А вот она не питала к нему каких-то необыкновенных, особенных чувств, какие, как казалось ей, должна питать к человеку, с которым решилась бы связать свою жизнь. Даже уговаривая себя, настраивая мысли свои на Ивана, она ничего не испытывала, кроме жалости к самой себе. А ведь он и непьющий, и деликатный, и внимательный, а… а все не то: не болит по нем сердце, не ноет, не тоскует по ночам. Даже когда поцеловал как-то перед общежитием, не испытала Мария и того волнения, какое охватило ее когда-то давно, когда солидный профессор математики в первый раз прижал ее к себе в полутемной прихожей и жадными губами хватал то за ухо, то за щеку, пытаясь поймать ее губы, а она молча сопротивлялась и в то же время чувствовала, как слабеет ее тело, как горит и наливается грудь под его большими жадными ладонями, как тяжелеет низ живота, и все меньше желания отворачиваться, страх куда-то уходит, сменяясь чувством ужаса и обреченности перед неизбежным и… и все более нетерпеливого ожидания.

Не было с Иваном ничего подобного.

А тут приглашение на Новый год и встреча с Василием. И что-то с ней произошло.

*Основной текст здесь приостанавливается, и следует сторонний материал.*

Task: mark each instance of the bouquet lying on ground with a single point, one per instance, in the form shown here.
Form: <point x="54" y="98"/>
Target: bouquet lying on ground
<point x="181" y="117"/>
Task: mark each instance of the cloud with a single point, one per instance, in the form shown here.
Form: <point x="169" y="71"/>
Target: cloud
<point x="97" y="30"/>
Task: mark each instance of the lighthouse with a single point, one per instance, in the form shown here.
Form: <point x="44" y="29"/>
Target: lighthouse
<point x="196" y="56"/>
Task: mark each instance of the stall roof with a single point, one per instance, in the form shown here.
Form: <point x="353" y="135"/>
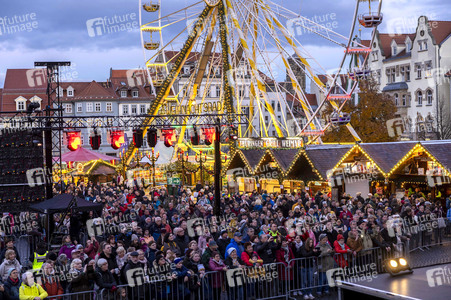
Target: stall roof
<point x="325" y="157"/>
<point x="441" y="150"/>
<point x="62" y="202"/>
<point x="253" y="156"/>
<point x="284" y="157"/>
<point x="387" y="155"/>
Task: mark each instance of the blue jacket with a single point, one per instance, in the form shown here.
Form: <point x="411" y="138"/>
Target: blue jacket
<point x="233" y="244"/>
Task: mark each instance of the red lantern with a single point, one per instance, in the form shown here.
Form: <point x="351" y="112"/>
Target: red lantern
<point x="73" y="140"/>
<point x="169" y="137"/>
<point x="209" y="135"/>
<point x="117" y="139"/>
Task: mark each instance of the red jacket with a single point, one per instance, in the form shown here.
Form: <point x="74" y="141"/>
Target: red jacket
<point x="280" y="257"/>
<point x="245" y="257"/>
<point x="340" y="258"/>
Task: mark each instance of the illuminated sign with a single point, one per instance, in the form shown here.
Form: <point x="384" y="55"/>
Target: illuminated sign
<point x="271" y="143"/>
<point x="196" y="109"/>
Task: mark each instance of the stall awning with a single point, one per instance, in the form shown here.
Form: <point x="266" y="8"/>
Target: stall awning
<point x="82" y="154"/>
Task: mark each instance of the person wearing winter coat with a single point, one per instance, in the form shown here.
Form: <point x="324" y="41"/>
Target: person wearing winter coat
<point x="9" y="262"/>
<point x="80" y="279"/>
<point x="325" y="263"/>
<point x="343" y="250"/>
<point x="67" y="247"/>
<point x="267" y="248"/>
<point x="12" y="284"/>
<point x="104" y="279"/>
<point x="183" y="276"/>
<point x="49" y="281"/>
<point x="308" y="252"/>
<point x="29" y="290"/>
<point x="92" y="246"/>
<point x="216" y="264"/>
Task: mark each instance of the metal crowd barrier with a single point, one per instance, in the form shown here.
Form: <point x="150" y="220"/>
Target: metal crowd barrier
<point x="87" y="295"/>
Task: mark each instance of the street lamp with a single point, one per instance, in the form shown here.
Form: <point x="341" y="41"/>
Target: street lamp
<point x="153" y="159"/>
<point x="182" y="159"/>
<point x="201" y="161"/>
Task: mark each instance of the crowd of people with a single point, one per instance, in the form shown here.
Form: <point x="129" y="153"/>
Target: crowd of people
<point x="176" y="239"/>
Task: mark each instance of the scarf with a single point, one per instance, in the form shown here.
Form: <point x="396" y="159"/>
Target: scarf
<point x="14" y="281"/>
<point x="298" y="245"/>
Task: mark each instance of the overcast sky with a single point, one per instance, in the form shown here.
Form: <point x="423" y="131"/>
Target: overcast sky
<point x="61" y="30"/>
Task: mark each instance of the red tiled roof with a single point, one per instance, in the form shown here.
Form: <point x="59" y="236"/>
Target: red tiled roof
<point x="440" y="30"/>
<point x="386" y="39"/>
<point x="95" y="91"/>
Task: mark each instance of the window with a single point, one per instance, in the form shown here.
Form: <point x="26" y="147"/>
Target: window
<point x="218" y="91"/>
<point x="418" y="70"/>
<point x="375" y="55"/>
<point x="429" y="97"/>
<point x="20" y="104"/>
<point x="70" y="91"/>
<point x="428" y="69"/>
<point x="125" y="109"/>
<point x="68" y="108"/>
<point x="407" y="73"/>
<point x="420" y="98"/>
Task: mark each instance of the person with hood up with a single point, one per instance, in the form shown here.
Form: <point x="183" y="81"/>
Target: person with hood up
<point x="12" y="284"/>
<point x="9" y="262"/>
<point x="29" y="290"/>
<point x="104" y="279"/>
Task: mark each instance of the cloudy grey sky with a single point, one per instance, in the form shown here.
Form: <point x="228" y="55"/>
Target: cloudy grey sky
<point x="57" y="30"/>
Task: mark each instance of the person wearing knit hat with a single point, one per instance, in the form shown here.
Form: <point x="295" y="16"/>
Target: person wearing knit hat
<point x="341" y="248"/>
<point x="101" y="262"/>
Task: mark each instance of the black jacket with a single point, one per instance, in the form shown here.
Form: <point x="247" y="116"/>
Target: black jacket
<point x="267" y="251"/>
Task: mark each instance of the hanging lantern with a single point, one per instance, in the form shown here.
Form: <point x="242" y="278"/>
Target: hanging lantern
<point x="209" y="134"/>
<point x="169" y="136"/>
<point x="73" y="140"/>
<point x="117" y="139"/>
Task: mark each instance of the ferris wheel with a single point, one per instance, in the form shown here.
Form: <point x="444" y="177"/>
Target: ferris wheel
<point x="241" y="56"/>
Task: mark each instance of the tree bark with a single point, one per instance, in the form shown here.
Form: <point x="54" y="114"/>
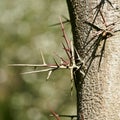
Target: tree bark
<point x="98" y="94"/>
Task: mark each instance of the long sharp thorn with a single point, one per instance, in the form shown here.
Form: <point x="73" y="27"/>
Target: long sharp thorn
<point x="110" y="3"/>
<point x="43" y="59"/>
<point x="66" y="52"/>
<point x="38" y="71"/>
<point x="49" y="74"/>
<point x="27" y="65"/>
<point x="71" y="72"/>
<point x="56" y="63"/>
<point x="102" y="52"/>
<point x="55" y="115"/>
<point x="64" y="34"/>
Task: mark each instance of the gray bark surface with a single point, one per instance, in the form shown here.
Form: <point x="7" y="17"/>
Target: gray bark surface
<point x="98" y="95"/>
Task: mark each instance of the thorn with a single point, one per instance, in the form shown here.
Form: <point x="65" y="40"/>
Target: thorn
<point x="55" y="115"/>
<point x="71" y="74"/>
<point x="38" y="71"/>
<point x="68" y="54"/>
<point x="64" y="34"/>
<point x="43" y="59"/>
<point x="49" y="74"/>
<point x="56" y="63"/>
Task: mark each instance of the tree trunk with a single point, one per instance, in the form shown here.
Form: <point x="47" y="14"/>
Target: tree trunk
<point x="98" y="94"/>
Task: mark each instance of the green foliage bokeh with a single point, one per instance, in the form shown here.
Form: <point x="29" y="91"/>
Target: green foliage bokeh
<point x="24" y="31"/>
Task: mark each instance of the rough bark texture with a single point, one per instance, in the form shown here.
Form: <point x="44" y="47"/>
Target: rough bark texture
<point x="98" y="95"/>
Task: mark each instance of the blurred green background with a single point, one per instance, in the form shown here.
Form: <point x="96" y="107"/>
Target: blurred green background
<point x="24" y="31"/>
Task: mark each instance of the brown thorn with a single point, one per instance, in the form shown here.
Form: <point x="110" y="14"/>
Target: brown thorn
<point x="64" y="34"/>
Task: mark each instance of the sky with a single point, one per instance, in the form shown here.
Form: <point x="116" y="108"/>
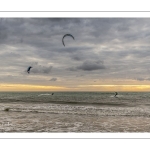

Не сразу, не тогда, а позже, когда простились у общежития, а он так ничего ей и не сказал, не назначил свидания, ничего не пообещал, будто она как была для него пустым местом, так и осталась. Как Иван для нее…

А в глазах все стоит, как у нее свалилась юбка, а он, Василий-то, присел вместе с ней, закрывая ее от других, и при этом сделал вид, что ничего не произошло. Боже, как она тогда была смущена и благодарна ему! А теперь все перепуталось, не поймешь, как жить дальше, и на сердце такая тоска, что хоть в омут.

Глава 26

После той ночи, когда арестовали Димку Ерофеева, Михаил Золотинский заболел. Вызванный на дом врач, какой-то дальний родственник Катцелей, определил его болезнь как нервный срыв, велел думать о чем-нибудь приятном, легком, несущественном, если вообще нельзя не думать, больше гулять на свежем воздухе, пить парное молоко.

Мару, вызвавшую врача, он принял за жену больного и долго объяснял ей, что и как надо делать, чтобы ее муж поправился как можно скорее. Мара не пыталась разубедить врача в его заблуждении относительно ее и Михаила, ей, похоже, было приятно исполнять выпавшую ей роль — роль сиделки возле постели больного. Она с удовольствием ухаживала за Михаилом, кормила, водила гулять, терпела его капризы.

Раза два к Михаилу заглядывал отец Мары, Иоахим Моисеевич, однако порога комнаты не переступал, ворчал и уходил, будто проверял, действительно ли криворотый сосед болен и не занимается ли его дочь с ним какими-нибудь глупостями.

Но пока Мара находилась на работе, Михаил оставался один. И целыми днями писал и писал свою бесконечную поэму. В нем будто включился до толе работавший с натугой и постоянными сбоями автомат-рифмователь, и если раньше приходилось подолгу ломать голову, подбирая рифмы, загоняя их в жесткие рамки сюжетов и связанных с ними мыслей, то теперь это давалось практически без всякого труда: сюжеты и мысли возникали как бы из ничего, тут же облекаясь в пеструю бахрому рифм — только успевай записывать.